Firmenrekord bei „Wien radelt zur Arbeit“

Fast 4.000 Beschäftigte aus 730 Firmen sammelten im Mai gemeinsam Radkilometer. Abschlussfest in der AK Wien

Wien (OTS) - Gemeinsam radeln, gemeinsam fitter werden und die Umwelt entlasten: Unter diesem Motto wirbt die Aktion „Wien radelt zur Arbeit“ alljährlich im Mai fürs Umsteigen aufs Fahrrad. In diesem Jahr ist es gelungen, auch Radlerinnen und Radler aus Firmen anzusprechen, die im letzten Jahr nicht dabei waren. „Die Zahl der Firmen, aus denen unsere TeilnehmerInnen kommen ist von 660 auf 730 angestiegen. Das heißt, dass neben vielen StammradlerInnen auch neue Leute bei `Wien radelt´ dabei waren“, sagte AK Vizepräsident Willibald Steinkellner anlässlich der Abschlussveranstaltung am Montag in der AK Wien.
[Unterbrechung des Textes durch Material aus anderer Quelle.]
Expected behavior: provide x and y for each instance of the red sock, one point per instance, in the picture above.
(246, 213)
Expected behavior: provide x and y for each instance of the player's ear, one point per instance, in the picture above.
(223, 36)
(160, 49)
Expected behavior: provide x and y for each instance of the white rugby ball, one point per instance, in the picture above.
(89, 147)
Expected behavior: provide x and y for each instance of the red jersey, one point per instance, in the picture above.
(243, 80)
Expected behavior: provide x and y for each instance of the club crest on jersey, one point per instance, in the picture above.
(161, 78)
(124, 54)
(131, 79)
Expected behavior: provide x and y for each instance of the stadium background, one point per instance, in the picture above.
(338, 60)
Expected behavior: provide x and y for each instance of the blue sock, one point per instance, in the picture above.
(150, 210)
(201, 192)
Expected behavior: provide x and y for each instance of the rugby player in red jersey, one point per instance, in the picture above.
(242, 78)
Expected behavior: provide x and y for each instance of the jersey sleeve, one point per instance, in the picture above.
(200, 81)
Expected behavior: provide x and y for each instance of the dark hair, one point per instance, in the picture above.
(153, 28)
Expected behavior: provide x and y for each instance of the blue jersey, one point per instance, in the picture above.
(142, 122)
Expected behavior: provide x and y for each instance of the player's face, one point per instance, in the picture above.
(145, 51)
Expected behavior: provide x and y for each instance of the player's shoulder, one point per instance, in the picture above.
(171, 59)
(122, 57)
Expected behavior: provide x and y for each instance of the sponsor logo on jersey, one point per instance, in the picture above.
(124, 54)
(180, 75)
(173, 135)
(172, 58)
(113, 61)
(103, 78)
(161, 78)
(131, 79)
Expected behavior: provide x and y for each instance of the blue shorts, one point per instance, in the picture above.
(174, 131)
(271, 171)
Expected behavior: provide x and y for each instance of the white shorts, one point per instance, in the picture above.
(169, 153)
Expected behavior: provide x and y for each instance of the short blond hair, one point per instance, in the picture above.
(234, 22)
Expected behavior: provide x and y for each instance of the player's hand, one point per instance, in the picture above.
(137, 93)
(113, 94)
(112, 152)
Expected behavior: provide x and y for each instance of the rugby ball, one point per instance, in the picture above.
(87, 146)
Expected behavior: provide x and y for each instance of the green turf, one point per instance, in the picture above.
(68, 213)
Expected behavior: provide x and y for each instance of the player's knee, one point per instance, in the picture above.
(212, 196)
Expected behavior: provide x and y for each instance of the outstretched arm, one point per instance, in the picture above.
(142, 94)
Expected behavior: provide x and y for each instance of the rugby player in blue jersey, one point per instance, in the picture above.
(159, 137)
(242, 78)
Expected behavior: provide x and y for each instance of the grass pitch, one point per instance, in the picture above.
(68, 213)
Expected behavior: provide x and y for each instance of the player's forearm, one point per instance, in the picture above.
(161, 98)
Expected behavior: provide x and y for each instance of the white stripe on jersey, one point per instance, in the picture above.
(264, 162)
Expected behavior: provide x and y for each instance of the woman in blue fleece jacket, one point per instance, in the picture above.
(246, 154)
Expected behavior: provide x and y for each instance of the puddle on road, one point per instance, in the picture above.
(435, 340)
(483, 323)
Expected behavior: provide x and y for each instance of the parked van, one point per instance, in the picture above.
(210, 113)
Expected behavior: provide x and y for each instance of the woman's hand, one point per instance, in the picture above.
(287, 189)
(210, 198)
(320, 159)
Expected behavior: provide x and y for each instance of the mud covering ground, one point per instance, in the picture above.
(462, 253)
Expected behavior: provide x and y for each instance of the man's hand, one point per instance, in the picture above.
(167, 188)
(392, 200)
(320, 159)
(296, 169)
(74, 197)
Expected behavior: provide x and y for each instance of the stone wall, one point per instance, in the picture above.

Die AK unterstützt die Aktion der Radlobby und der Mobilitätsagentur Wien seit Jahren, um ein Zeichen für mehr Bewegung im Arbeitsalltag zu setzen. „Immer mehr wird im Sitzen gearbeitet. Wer zur Arbeit radeln kann, integriert ganz nebenbei einen regelmäßigen Fitmacher in seinen Arbeitsalltag“, so Steinkellner. Für Rüdiger Maresch, Sprecher der Grünen für Umwelt und Verkehr, gehört das Rad zum Alltag: „Ich fahre jeden Tag mit dem Rad zur Arbeit. Das ist gut für die Gesundheit und für das Stadtklima.“  Alec Hager von der Radlobby organisiert seit Jahren die Aktion: „Wir haben auch in der 7. Saison tausende Mitradlerinnen und Mitradler und wir haben wieder viele, die zum ersten Mal dabei sind. Das zeigt, dass die Aktion das Potenzial hat, neue Radler und RadlerInnen für umweltfreundliche Mobilität motivieren.“ 

 

Fast 4.000 TeilnehmerInnen aus 730 verschiedenen Wiener Betrieben radelten in 2er, 3er oder 4er Teams im Mai rund 730.000 Kilometer, verbrannten 13 Millionen Kilokalorien und ersparten der Umwelt im Vergleich zur Autofahrt rund 110 Tonnen des klimaschädlichen Kohlendioxids. Bei `Wien radelt zur Arbeit´ gewinnen alle, für einige gibt es auch Preise: Bestes Team nach Radeltagen wurde das Team „ACIN“ von der TU Wien mit 81 gemeinsam gesammelten Radeltagen, der beste Fahrer nach Kilometern strampelte für die ABB AG in 20 Tagen insgesamt 1.920 Kilometer, 96 Kilometer pro Tag!

 Die Aktion spricht aber bei weitem nicht nur passionierte RennradlerInnen an, die am Weg zur Arbeit gleich noch eine Trainingsrunde absolvieren, sondern motiviert auch Frauen und Männer, das Fahrrad nicht nur in der Freizeit, sondern auch als Alltagsverkehrsmittel für ihre Arbeitswege auszuprobieren. Die Erfahrungen aus den Vorjahren zeigen: Viele davon bleiben dabei, denn Radfahren macht nicht nur fit, sondern hebt auch die Laune.